The Myths of Standardized Tests: Why They Don’t Tell You What You Think They Do

The information the public needs to have about its schools is far broader and more complex than any set of test scores. Policies are about evaluation not about accountability. This book is devoted to demonstrating the shortcomings of the measuring stick of standardized testing. In order for a test to provide accurate evidence to judge the caliber of instruction, it must be able to distinguish between students who have been well taught and students who have not. Suitable tests must be instructionally sensitive. Tests being used are not. They rely on items closely linked to socioeconomic status and inherited aptitudes to spread out the scores. As such they tend to measure what students bring to school, rather than what they are taught once they get there.
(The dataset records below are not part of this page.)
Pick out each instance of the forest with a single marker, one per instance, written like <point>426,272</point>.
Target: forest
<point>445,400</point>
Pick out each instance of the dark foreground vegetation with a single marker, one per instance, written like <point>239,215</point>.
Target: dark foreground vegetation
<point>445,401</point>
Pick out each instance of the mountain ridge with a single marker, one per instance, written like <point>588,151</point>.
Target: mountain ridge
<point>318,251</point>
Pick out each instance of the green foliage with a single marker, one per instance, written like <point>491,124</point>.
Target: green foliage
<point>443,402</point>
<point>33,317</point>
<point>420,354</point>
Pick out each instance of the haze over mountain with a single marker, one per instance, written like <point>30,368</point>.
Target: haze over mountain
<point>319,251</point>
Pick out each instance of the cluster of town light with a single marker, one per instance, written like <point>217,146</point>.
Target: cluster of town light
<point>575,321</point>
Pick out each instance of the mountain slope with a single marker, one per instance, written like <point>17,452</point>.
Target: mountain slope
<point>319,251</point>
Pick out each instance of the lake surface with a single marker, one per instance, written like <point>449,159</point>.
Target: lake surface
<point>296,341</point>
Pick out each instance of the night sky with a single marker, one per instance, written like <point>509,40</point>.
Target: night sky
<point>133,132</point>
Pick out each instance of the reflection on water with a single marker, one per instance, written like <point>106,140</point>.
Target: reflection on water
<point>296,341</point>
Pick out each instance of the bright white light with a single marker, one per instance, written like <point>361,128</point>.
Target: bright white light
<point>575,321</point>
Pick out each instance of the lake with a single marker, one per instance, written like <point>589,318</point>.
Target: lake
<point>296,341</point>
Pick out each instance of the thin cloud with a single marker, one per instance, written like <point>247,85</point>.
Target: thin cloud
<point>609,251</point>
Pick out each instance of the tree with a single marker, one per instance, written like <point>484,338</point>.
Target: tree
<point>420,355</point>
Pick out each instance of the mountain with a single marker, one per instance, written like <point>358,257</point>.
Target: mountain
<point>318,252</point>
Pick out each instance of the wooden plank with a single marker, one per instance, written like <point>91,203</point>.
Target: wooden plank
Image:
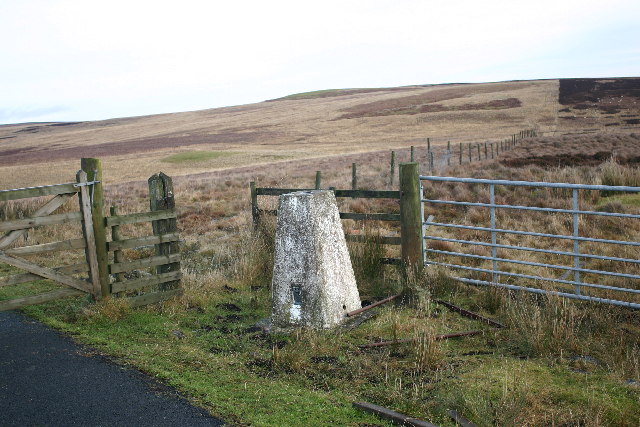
<point>87,231</point>
<point>153,297</point>
<point>45,272</point>
<point>140,217</point>
<point>66,245</point>
<point>370,217</point>
<point>45,210</point>
<point>360,238</point>
<point>16,279</point>
<point>393,416</point>
<point>16,303</point>
<point>143,263</point>
<point>45,190</point>
<point>20,224</point>
<point>156,279</point>
<point>368,194</point>
<point>142,241</point>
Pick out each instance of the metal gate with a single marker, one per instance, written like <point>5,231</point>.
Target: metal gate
<point>498,250</point>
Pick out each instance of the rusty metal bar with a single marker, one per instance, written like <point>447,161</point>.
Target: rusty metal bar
<point>470,314</point>
<point>462,421</point>
<point>393,416</point>
<point>437,338</point>
<point>369,307</point>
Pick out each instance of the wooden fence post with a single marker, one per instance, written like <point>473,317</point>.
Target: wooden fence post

Standardized tests depend on the idea that a small portion of a student’s behavior fairly represents the whole range of possible behavior. To draw valid inferences from a test, it must cover more than a small part of the content domain. If you have a large number of students, overall outcomes on different versions of a test should even out. But any one student can go from proficient on one version to needing remediation on another. Items are chosen to spread out the scores of the test takers. Time limits spread out scores even more. Life isn’t like a quiz show. As students can only sit and focus for so long, the tests can only deal with a small fraction of the domain. Some topics have to be skipped. Timed tests also produce test anxiety. Beware of timed tests.
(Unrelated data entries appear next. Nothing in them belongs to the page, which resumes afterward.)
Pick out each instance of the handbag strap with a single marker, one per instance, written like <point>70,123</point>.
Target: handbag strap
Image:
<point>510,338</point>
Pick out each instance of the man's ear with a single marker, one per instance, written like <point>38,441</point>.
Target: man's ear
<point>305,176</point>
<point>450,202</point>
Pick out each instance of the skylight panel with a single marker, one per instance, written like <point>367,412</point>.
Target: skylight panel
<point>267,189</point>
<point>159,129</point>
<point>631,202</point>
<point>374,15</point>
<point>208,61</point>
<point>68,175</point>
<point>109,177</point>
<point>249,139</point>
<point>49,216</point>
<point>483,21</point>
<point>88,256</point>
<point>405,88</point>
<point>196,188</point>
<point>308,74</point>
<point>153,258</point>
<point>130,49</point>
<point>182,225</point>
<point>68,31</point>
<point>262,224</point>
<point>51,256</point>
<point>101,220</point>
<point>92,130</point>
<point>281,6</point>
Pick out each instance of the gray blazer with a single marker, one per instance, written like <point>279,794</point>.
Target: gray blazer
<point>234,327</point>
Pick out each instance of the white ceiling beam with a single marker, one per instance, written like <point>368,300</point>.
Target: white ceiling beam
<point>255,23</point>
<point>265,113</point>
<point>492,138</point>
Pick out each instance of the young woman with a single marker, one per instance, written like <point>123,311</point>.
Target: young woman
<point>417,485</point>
Measurement of student achievement is too complex for current social science methods. We still use them to make decisions that impact students and schools. They don’t measure goals schools pursue like creativity, critical thinking, motivation, persistence, empathy, leadership, courage, compassion, honesty, and curiosity. Students with high scores may be shallow thinkers. If the only tool you have is a hammer, everything looks like a nail. They were created to measure the performance of populations not schools, teachers, or individuals. Important items that all students should know are left out at the expense of items that half of the students will miss. There are too many standards to use criterion-referenced tests.
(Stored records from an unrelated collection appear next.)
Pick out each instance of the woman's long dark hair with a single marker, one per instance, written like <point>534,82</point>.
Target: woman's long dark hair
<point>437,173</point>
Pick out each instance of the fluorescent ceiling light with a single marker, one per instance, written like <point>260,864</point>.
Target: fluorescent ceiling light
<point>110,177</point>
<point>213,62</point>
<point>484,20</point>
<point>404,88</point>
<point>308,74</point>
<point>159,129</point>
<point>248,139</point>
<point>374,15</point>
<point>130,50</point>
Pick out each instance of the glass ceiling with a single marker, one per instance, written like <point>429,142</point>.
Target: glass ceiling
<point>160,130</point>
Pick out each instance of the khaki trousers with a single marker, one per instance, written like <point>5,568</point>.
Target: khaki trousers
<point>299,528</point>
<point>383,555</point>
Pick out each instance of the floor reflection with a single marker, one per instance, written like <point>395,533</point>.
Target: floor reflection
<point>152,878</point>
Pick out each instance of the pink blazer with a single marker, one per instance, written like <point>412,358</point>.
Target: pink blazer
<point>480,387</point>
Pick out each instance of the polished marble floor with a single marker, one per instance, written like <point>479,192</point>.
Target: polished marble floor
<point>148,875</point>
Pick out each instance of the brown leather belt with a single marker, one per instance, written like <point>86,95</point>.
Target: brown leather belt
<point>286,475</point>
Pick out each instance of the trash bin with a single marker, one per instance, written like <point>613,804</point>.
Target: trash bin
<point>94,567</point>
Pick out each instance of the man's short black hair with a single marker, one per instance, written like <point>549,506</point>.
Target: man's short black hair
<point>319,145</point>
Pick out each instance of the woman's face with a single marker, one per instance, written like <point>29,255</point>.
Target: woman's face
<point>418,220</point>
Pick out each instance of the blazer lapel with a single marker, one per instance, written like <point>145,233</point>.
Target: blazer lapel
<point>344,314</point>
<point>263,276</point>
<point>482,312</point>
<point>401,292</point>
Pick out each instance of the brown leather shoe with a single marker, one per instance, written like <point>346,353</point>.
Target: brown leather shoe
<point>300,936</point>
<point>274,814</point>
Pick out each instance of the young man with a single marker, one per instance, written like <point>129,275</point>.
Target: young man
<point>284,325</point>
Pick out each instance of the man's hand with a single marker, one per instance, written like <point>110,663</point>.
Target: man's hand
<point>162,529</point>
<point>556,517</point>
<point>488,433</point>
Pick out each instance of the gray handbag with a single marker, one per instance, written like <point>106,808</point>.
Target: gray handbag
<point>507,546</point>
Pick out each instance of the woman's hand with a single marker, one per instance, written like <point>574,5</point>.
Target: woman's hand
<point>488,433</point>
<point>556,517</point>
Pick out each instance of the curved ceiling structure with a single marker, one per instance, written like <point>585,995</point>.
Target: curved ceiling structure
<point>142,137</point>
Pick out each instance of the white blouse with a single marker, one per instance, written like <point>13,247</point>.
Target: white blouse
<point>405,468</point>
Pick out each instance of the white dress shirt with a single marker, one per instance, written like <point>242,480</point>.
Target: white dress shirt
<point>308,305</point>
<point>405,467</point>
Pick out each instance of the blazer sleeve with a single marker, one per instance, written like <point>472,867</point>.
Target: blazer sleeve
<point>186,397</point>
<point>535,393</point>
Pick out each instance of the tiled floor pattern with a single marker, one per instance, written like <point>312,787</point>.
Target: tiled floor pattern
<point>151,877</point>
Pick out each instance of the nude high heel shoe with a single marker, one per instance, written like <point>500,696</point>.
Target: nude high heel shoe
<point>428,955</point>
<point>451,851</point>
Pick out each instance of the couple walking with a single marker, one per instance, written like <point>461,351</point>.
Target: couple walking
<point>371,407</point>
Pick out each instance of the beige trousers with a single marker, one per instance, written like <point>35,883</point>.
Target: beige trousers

By objective we mean based on observable phenomena and not influenced by emotion or personal prejudice. A look at how the tests are made, however, reveals a good deal of subjective human judgement from the people who write, edit, and assemble the test items. Setting the standards also requires judgement that occurs in a political and social context. Achievement levels are, first and foremost, policy statements. The only truly objective part is the scoring. Test scores are not clean, crisp numbers but fuzzy ranges that extend above and below the score, and 5% of the time the true score isn’t even in the fuzzy range. Since numbers confer a sense of fairness and impartiality, they are used to justify decisions that impact students’ lives.